Et comme le fait remarquer Renan Michel, « trois faussaires ont déjà été arrêtés et remis à la justice » cette année. Malgré tout, « des élèves ont été victimes de ces malhonnêtes qui dirigent des écoles non reconnus par le MENFP », a-t-il poursuivi. Ces jeunes se sont ainsi vus doublement pénalisés car, après une année d’études et des dépenses consenties par les parents, ils n’ont pas été autorisés à subir les examens officiels.

Le Bac et après ?

La plupart des candidats rencontrés, le 25 juin, dans des centres d’examen au niveau de Bourdon, à Port-au-Prince, étaient plutôt confiants quant à l’issue des épreuves. Cependant, ceux de la Philo, notamment, étaient sceptiques face à l’avenir. Et pour cause, la faible capacité d’accueil de l’université publique, gratuite, d’une part, et de l’autre, les coûts relativement élevés dans les quelques rares universités privées. 

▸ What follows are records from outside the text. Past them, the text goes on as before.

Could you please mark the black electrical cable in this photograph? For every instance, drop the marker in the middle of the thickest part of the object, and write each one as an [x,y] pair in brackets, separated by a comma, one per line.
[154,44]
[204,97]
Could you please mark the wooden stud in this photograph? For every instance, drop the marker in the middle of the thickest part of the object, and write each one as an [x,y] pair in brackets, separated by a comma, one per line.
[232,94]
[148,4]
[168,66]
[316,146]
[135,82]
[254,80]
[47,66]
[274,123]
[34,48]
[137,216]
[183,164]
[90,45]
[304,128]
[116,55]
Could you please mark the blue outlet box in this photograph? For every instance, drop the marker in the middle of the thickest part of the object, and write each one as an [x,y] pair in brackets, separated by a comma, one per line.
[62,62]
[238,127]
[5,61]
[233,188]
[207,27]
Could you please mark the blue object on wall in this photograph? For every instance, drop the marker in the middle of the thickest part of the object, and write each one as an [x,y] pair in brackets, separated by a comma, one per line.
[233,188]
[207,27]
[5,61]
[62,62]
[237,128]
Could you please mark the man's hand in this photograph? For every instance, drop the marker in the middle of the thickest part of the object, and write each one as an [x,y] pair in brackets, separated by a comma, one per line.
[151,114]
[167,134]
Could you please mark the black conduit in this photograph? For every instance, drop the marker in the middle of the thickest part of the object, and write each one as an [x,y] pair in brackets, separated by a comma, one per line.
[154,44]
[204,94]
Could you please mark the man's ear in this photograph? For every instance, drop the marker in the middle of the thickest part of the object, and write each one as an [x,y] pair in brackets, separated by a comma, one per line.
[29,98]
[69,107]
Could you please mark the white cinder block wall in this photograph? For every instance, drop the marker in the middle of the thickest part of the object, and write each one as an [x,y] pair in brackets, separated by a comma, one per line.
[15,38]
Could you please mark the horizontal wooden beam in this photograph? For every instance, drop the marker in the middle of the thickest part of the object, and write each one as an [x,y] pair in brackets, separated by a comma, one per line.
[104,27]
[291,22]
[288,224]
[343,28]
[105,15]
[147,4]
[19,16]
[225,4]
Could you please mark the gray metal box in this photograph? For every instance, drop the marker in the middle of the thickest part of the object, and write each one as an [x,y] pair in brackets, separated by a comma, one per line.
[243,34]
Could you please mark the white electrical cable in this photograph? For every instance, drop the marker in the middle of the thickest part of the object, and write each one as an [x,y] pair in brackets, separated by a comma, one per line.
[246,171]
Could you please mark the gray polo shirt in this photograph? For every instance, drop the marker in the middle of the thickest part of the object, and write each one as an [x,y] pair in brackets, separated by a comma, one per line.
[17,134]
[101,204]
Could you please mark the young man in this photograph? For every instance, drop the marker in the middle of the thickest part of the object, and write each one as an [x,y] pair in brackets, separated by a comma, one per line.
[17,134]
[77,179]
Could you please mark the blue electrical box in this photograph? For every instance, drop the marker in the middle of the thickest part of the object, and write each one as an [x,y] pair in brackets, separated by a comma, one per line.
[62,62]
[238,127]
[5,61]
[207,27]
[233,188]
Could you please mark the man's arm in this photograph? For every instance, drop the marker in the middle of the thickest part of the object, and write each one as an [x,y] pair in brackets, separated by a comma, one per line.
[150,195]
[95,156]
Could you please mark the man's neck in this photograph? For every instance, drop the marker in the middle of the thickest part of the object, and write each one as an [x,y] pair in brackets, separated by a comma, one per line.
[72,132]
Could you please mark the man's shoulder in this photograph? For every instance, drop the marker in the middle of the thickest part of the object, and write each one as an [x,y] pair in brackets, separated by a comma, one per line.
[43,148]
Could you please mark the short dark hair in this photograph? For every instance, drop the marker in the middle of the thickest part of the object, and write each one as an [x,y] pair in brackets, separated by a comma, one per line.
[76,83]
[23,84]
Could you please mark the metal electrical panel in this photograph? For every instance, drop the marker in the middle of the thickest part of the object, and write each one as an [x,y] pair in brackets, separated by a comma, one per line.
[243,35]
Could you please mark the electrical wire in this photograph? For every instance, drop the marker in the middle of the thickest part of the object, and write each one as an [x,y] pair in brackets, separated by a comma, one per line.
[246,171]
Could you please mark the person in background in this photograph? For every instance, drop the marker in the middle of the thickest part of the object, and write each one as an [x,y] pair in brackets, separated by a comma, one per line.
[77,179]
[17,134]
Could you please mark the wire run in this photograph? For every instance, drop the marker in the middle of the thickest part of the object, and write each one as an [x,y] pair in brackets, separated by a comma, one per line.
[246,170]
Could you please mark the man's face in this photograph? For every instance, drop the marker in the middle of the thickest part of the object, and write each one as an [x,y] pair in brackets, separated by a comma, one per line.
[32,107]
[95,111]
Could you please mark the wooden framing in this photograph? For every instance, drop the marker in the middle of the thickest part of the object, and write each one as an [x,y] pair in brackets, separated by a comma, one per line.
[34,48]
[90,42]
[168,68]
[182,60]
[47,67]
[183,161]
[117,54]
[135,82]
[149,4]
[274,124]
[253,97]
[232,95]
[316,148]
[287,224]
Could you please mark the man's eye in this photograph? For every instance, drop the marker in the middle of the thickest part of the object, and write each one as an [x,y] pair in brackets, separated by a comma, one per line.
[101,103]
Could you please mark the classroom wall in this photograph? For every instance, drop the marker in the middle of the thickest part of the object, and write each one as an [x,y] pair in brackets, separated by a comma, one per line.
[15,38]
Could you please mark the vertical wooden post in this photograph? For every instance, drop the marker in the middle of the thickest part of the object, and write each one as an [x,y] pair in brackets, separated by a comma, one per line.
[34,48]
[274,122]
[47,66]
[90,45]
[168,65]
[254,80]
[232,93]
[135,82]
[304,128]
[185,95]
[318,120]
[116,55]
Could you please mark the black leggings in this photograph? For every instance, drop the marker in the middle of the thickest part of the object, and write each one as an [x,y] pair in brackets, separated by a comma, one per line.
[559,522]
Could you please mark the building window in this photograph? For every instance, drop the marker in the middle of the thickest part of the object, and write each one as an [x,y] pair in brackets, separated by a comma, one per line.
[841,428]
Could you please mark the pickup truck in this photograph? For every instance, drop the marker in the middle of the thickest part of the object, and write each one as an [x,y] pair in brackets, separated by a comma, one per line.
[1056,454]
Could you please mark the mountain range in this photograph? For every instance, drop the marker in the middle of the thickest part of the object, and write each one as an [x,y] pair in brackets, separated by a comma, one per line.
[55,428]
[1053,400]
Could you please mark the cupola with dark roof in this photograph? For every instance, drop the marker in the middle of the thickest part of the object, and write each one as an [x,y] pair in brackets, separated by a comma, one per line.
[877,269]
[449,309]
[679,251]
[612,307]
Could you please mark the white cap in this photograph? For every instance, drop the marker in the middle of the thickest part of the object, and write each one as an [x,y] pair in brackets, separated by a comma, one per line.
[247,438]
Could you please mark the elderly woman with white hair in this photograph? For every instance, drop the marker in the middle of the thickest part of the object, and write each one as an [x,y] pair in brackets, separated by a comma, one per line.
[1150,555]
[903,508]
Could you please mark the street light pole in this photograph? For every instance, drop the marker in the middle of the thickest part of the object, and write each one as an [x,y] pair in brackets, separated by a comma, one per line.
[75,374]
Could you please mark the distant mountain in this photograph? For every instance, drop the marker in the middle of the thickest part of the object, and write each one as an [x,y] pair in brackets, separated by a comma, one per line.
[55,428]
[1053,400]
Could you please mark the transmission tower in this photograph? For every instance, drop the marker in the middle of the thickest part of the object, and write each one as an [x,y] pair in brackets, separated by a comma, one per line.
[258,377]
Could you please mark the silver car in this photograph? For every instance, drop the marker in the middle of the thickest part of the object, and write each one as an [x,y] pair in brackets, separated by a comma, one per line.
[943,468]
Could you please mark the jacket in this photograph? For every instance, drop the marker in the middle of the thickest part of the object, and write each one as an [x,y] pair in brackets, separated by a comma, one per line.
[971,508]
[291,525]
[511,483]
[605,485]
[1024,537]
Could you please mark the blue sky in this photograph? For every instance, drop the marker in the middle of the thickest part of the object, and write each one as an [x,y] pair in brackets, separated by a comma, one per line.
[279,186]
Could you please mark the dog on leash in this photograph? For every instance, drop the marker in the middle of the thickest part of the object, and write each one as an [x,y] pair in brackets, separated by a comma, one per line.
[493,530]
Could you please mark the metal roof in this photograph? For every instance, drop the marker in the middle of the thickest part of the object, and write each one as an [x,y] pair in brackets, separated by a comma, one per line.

A la question de savoir ce qu’ils comptent faire une fois leur diplôme obtenu, les jeunes étaient assez évasifs. Certains envisagent, sans conviction, de participer au concours d’admission de l’Université d’Etat d’Haïti (UEH) où les frais d’études sont pris en charge par l’Etat haïtien. 

D’autres projettent d’entamer leur premier cycle universitaire en République Dominicaine voisine. Et pour d’autres encore, c’est le flou total : « Je ne sais pas encore », «ça va dépendre des moyens de mes parents » ou « Dieu seul sait », concèdent ces derniers, impuissants.